La Catalogne tient des élections à fort parfum référendaire ce dimanche. Le camp indépendantiste l’a promis: s’il obtient la majorité à la Generalitat – le Parlement catalan –, la région rebelle sera souveraine dans les 18 prochains mois. Métro a analysé la situation avec trois observateurs.
Il faut sauver le soldat Espagne
Madrid le claironne haut et fort: toute velléité d’indépendance de la Catalogne se heurtera à la Constitution espagnole, qui «a pour fondement l’unicité de la nation» et qui doit préserver le pays contre toute atteinte à sa «souveraineté».
Mais un récent sondage publié par El País indique qu’une majorité de Catalans sont favorables à l’indépendance de leur région, qui possède une histoire, une culture et une langue qui lui est propre. Que se passera-t-il au lendemain d’une éventuelle victoire du «oui» dimanche?
Agustí Nicolau-Coll, vice-président du Cercle culturel catalan de Montréal, envisage divers scénarios.
«L’Espagne aimerait déployer l’armée en Catalogne: c’est même une envie viscérale chez elle. Mais elle est liée par ses obligations européennes, donc elle ne peut pas le faire. Madrid pourrait cependant suspendre l’autonomie de la Catalogne en dissolvant son Parlement.»
«La séparation des pouvoirs est une fiction en Espagne: le Conseil constitutionnel – qui est l’équivalent de la Cour suprême du Canada – et le pouvoir entretiennent une relation incestueuse.» –Agusti Nicolau-Coll, vice-président du Cercle culturel de la Catalogne du Québec, qui rappelle qu’en 2010 le Conseil constitutionnel a invalidé plusieurs décrets majeurs contenus dans la réforme du statut d’autonomie de la Catalogne, notamment ceux concernant la préséance du catalan en Catalogne, qui avait été adoptée par le Parlement et par le peuple quatre années auparavant.
Un «oui» pour avoir plus de poids
Les plus récents sondages donnent une mince majorité au camp indépendantiste. Mais tous les Catalans ne votent pas nécessairement pour faire l’indépendance, croit Marc Sanjaume, postdoctorant à la Chaire de recherche du Canada en études québécoises et canadiennes, et spécialiste du sécessionnisme catalan.

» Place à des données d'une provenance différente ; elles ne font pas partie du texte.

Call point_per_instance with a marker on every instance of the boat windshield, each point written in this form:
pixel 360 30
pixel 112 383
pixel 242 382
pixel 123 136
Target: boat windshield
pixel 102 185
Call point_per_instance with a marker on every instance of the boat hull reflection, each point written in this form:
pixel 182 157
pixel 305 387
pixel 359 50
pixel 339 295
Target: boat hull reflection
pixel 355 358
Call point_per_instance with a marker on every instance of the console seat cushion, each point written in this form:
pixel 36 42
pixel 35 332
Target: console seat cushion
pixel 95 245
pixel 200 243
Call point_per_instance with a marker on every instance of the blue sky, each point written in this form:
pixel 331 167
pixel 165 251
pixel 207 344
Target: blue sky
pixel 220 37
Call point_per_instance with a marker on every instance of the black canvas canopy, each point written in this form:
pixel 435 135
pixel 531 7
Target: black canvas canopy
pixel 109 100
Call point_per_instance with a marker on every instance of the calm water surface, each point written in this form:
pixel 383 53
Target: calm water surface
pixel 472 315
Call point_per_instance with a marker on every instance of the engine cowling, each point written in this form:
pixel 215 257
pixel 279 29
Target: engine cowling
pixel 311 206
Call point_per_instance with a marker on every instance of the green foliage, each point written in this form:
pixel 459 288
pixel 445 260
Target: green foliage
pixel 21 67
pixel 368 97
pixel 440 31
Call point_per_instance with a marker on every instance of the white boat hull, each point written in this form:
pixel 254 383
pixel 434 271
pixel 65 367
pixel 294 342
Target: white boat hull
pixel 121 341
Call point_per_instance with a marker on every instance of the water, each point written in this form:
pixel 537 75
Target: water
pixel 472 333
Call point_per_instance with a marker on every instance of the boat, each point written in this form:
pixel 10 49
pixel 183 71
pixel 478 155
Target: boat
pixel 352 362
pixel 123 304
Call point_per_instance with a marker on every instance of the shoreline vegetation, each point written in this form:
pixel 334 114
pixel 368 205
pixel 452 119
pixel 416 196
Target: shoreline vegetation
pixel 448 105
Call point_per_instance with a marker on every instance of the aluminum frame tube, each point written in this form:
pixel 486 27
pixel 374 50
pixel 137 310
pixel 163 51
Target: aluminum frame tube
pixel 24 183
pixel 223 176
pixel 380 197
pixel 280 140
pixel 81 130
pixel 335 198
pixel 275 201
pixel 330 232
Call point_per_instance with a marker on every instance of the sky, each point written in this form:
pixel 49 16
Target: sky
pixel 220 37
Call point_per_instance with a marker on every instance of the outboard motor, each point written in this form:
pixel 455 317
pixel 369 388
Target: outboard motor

«Il y a des souverainistes stratégiques qui voteront “oui” afin d’obliger l’Espagne à se réformer ou pour donner un meilleur rapport de force à la Catalogne dans ses négociations avec Madrid en vue d’obtenir une plus grande autonomie. Il faut se rappeler que des élections générales auront lieu en Espagne le 20 décembre prochain.
«Il y a un consensus en Catalogne à propos d’une chose, c’est que l’Espagne a besoin de changer. Les partisans du “oui” comme du “non” estiment que la région, qui représente 20% du PIB espagnol, donne trop d’argent à Madrid. Même le parti catalan qui défend avec le plus d’acharnement l’unité espagnole croit que Barcelone ne reçoit pas sa juste part dans ce système de péréquation.»
«Même si tous les Catalans s’entendent sur la nécessité de réformer l’Espagne, peu de gens ont espoir de voir le gouvernement espagnol renégocier l’autonomie de la Catalogne avec le gouvernement de la Generalitat.» –Marc Sanjaume, postdoctorant associé au Centre de recherche du Canada en études québécoises et canadiennes, rappelant que Madrid a toujours opposé une fin de non-recevoir à tout projet indépendantiste porté par le gouvernement catalan
Inclusif et non partisan
Le nationalisme catalan se distingue par son caractère très inclusif, selon Alexandre Leduc, candidat de Québec solidaire qui s’est rendu en Catalogne pour observer le déroulement des élections.
«Il y a moins de tensions que ce qu’on a déjà connu au Québec. Les gens issus de la nation catalane et la portion hispanique de la population se côtoient facilement, explique M. Leduc. On trouve même ici une grande association d’hispanophones en faveur de l’indépendance (Súmate, littéralement «joins-toi»). Comme si un groupe d’anglophones avait fait campagne pour le Oui en 1995.»
«C’est du nationalisme civique», précise-t-il, rappelant que la Catalogne est une terre d’immigration où les différentes communautés s’intègrent rapidement grâce entre autres à l’éducation catalane obligatoire pour tous.
D’ailleurs, la démarche non partisane des Catalans devrait inspirer les indépendantistes québécois, croit M. Leduc. «En plus d’avoir formé une coalition de partis souverainistes, les Catalans ont mobilisé autour du projet une quantité impressionnante de groupes de la société civile, de personnalités, etc. Ce n’est pas la campagne d’un seul parti. On fait beaucoup plus avancer la question nationale de cette manière.»